However, he will go on to set limits to the approach in remarks that will instantly be taken as an allusion to the 2003 invasion. "Our approach will also be hard-headed and realistic," he will say. "We have learned – in some cases the hard way – that democracy cannot be created by diktat. Freedom cannot be commanded into existence."
The Deputy Prime Minister will also spell out the Government's willingness to bring new countries into the UN Security Council with permanent seats that would inevitably dilute the power Britain, with veto rights, has held in New York for 60 years. Among the countries he names are Germany, Brazil, India and Japan.
"The UN Security Council must be reformed to reflect the new geography of power," Mr Clegg will tell the hall. Later he will add: "The UK will always champion the UN. If it did not exist, we would have to invent it. But let me be frank. Without a radical overhaul, the UN will not provide the leadership the world seeks from it, and needs from it."
Originally chosen to head the British delegation to this year's General Assembly and Millennium Goals summit because it seemed for a while that they might overlap with the birth of Mr Cameron's baby, Mr Clegg has so far received a warm reception in New York. In Washington yesterday, he had meetings with US officials including Vice President Joe Biden.
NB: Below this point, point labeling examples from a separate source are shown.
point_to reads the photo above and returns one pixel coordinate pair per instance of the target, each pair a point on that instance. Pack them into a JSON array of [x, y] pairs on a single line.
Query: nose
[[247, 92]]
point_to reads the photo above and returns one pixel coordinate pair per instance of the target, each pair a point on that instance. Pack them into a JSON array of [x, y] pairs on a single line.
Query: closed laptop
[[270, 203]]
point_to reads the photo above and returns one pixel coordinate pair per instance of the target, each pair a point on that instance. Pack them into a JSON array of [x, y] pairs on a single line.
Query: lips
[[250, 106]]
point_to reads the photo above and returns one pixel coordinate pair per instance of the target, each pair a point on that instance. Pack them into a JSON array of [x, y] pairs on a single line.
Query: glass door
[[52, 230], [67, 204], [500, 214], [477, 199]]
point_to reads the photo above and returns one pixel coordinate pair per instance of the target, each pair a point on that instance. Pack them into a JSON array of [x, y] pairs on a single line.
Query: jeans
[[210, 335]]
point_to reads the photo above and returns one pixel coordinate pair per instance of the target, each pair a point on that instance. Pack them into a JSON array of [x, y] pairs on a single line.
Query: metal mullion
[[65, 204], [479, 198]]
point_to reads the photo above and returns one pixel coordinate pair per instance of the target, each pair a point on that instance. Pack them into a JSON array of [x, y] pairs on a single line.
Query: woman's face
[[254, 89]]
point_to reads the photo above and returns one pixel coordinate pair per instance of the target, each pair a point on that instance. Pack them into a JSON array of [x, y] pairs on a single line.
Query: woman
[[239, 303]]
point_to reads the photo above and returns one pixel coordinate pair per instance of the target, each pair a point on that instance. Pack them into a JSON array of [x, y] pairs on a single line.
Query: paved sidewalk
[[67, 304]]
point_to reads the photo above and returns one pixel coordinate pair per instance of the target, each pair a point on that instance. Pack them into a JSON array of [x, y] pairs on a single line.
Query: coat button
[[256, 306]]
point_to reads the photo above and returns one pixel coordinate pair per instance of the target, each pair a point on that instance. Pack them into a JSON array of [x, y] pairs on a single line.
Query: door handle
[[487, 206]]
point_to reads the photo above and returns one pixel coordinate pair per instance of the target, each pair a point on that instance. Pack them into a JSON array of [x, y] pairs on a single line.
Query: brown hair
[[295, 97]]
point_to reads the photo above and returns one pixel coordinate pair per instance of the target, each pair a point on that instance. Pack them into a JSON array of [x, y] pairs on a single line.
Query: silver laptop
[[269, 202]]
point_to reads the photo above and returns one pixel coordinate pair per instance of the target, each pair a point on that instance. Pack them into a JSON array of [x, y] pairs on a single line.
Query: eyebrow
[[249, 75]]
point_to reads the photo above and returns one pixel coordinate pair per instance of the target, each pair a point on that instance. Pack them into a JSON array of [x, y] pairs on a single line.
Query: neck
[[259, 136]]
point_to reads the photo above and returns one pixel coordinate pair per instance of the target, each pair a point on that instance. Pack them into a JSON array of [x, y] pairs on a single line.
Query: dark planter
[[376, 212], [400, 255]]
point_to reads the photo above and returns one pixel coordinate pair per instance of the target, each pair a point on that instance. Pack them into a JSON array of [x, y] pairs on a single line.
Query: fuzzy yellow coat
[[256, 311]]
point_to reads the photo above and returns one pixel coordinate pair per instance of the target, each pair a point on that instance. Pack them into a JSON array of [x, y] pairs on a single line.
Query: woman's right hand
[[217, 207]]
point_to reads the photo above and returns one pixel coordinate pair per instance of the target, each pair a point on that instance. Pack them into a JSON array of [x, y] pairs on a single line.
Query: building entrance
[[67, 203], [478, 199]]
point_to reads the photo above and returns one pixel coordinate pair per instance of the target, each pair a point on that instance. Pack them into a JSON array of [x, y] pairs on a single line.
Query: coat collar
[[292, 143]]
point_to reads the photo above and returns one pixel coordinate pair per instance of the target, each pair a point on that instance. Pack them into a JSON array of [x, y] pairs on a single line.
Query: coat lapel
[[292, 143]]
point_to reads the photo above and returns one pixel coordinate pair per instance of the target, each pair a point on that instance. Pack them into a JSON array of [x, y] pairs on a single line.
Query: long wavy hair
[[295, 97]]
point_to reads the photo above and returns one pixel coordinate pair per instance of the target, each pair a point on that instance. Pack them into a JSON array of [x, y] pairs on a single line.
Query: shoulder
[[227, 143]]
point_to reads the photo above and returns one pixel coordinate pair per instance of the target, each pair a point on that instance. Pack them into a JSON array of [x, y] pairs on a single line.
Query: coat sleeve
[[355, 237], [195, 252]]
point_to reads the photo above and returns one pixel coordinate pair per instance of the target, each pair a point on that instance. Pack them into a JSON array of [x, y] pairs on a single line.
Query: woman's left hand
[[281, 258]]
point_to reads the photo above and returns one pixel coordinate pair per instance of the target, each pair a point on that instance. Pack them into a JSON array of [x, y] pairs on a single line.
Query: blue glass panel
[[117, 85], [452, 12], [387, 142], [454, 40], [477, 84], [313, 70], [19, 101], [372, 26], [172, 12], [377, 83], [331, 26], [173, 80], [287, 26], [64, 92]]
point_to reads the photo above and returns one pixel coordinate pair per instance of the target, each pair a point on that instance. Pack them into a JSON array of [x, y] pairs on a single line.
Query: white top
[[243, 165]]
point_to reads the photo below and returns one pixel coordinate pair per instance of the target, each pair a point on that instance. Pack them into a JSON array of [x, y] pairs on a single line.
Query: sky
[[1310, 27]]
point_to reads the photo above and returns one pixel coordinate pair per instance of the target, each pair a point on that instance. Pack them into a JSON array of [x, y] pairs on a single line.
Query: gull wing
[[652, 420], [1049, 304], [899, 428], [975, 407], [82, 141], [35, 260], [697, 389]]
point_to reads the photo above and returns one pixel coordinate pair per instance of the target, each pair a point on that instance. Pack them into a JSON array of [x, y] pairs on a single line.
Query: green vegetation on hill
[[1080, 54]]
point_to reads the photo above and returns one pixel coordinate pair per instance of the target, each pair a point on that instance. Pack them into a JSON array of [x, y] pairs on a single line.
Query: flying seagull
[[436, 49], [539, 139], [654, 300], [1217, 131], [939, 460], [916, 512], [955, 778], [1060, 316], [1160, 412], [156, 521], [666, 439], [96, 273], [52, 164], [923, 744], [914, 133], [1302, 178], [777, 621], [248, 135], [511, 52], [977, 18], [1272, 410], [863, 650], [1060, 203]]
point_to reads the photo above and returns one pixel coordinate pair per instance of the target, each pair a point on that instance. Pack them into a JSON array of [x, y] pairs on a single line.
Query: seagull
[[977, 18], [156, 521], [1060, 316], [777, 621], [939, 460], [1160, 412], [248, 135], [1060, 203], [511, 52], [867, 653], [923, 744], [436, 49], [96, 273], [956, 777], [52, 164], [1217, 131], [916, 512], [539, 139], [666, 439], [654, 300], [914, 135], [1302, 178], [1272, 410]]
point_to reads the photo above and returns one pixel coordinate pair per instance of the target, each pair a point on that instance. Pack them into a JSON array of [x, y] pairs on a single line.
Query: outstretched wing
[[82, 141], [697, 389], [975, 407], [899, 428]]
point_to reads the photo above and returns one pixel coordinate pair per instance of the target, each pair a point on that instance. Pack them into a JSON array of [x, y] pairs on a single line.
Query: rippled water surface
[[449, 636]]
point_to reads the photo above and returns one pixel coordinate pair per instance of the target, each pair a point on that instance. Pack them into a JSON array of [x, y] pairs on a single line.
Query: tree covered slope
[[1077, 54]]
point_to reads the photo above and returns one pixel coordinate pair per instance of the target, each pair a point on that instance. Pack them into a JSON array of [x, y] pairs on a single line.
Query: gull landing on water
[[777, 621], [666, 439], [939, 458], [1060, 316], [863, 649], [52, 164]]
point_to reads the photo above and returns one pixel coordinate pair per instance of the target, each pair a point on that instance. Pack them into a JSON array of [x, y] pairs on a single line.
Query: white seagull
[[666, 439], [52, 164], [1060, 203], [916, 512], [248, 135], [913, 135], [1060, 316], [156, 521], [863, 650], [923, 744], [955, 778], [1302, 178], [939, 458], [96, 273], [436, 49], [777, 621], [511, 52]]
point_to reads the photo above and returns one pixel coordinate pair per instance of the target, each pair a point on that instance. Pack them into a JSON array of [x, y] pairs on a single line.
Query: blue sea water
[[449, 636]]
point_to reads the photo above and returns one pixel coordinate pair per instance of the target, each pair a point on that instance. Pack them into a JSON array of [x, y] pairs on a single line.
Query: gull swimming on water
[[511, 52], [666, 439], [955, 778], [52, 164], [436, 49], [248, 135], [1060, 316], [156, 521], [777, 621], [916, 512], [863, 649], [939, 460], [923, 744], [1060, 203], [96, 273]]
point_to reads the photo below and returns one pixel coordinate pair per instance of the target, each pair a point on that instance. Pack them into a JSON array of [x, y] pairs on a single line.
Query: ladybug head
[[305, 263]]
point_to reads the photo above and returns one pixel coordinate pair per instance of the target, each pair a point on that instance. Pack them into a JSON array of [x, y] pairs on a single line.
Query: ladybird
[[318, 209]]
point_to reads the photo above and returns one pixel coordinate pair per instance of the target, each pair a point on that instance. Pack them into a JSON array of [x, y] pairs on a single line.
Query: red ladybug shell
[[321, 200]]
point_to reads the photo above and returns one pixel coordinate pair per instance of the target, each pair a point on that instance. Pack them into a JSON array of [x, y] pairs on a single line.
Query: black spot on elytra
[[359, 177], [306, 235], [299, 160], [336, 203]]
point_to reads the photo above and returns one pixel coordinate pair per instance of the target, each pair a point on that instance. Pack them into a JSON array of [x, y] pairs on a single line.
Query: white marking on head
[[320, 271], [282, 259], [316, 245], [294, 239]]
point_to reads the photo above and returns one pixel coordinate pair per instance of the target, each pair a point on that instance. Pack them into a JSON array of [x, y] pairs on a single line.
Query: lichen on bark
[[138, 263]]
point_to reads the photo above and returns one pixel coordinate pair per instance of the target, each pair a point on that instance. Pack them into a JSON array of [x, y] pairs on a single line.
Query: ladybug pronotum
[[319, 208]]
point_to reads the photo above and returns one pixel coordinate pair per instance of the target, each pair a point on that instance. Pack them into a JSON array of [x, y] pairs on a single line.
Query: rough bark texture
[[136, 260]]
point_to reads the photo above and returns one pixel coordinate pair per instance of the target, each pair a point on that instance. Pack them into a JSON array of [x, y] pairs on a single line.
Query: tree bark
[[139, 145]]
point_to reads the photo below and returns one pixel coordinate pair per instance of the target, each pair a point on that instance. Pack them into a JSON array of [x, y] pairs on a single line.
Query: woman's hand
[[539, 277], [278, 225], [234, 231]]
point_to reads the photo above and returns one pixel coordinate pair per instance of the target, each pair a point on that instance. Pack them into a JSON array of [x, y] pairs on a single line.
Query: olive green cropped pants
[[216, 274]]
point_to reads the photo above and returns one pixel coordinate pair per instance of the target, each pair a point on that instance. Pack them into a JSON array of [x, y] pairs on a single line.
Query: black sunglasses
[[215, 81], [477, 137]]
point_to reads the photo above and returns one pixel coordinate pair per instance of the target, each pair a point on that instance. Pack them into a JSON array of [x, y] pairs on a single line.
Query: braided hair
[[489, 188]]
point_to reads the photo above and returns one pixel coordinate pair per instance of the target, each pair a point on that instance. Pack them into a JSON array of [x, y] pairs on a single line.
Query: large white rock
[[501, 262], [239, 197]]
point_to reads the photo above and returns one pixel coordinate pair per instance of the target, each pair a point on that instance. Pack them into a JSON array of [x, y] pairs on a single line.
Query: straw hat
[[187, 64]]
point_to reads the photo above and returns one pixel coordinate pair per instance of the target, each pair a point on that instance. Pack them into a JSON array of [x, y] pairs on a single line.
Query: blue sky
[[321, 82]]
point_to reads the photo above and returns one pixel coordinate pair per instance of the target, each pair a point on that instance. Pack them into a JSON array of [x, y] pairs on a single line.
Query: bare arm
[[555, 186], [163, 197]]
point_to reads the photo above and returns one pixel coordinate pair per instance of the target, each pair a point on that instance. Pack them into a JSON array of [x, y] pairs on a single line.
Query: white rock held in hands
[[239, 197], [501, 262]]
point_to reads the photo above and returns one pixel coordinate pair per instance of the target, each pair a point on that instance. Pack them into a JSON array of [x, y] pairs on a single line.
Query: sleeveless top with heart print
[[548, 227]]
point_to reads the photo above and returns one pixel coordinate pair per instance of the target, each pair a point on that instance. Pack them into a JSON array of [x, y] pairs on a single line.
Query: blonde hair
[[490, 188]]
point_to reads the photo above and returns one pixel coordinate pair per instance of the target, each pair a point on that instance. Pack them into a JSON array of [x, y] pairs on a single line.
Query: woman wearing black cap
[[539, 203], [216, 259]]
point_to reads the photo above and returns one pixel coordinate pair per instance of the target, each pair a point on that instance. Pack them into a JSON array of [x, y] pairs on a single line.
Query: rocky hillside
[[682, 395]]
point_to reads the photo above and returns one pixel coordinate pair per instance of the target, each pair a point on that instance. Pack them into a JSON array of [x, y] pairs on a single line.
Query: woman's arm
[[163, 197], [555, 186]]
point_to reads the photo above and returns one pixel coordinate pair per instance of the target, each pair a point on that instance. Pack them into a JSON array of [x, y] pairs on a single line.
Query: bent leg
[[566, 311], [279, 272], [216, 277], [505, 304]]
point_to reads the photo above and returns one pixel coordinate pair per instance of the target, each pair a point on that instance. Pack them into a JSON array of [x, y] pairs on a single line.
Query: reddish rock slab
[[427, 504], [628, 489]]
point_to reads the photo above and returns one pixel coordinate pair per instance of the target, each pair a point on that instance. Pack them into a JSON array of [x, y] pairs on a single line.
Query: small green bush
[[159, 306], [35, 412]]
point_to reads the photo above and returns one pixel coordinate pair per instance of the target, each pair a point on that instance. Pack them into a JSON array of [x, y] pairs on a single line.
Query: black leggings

But the tone in his speech today is a departure from those of British leaders who have come before him and certainly from Tony Blair who, in the minds of most other UN leaders, was hitched to George Bush at the hip – though, in fact, London worked harder to resolve diplomatic doubts about the Iraq war than Washington ever did. If multilateralism was the collateral victim of events of 2003, Mr Clegg will stress its importance in future British foreign policy, while arguing that many of the main institutions designed to foster it are showing signs of corrosion.
"The effectiveness of multilateral approaches is in question in the wake of the financial crisis, the collapse of the climate change talks in Copenhagen and the stalling of the Doha trade round.
"Too many nations and international institutions have been too reticent about promoting enlightened, human values. We need to inject new life into our institutions, and new confidence into the expression of our ideals."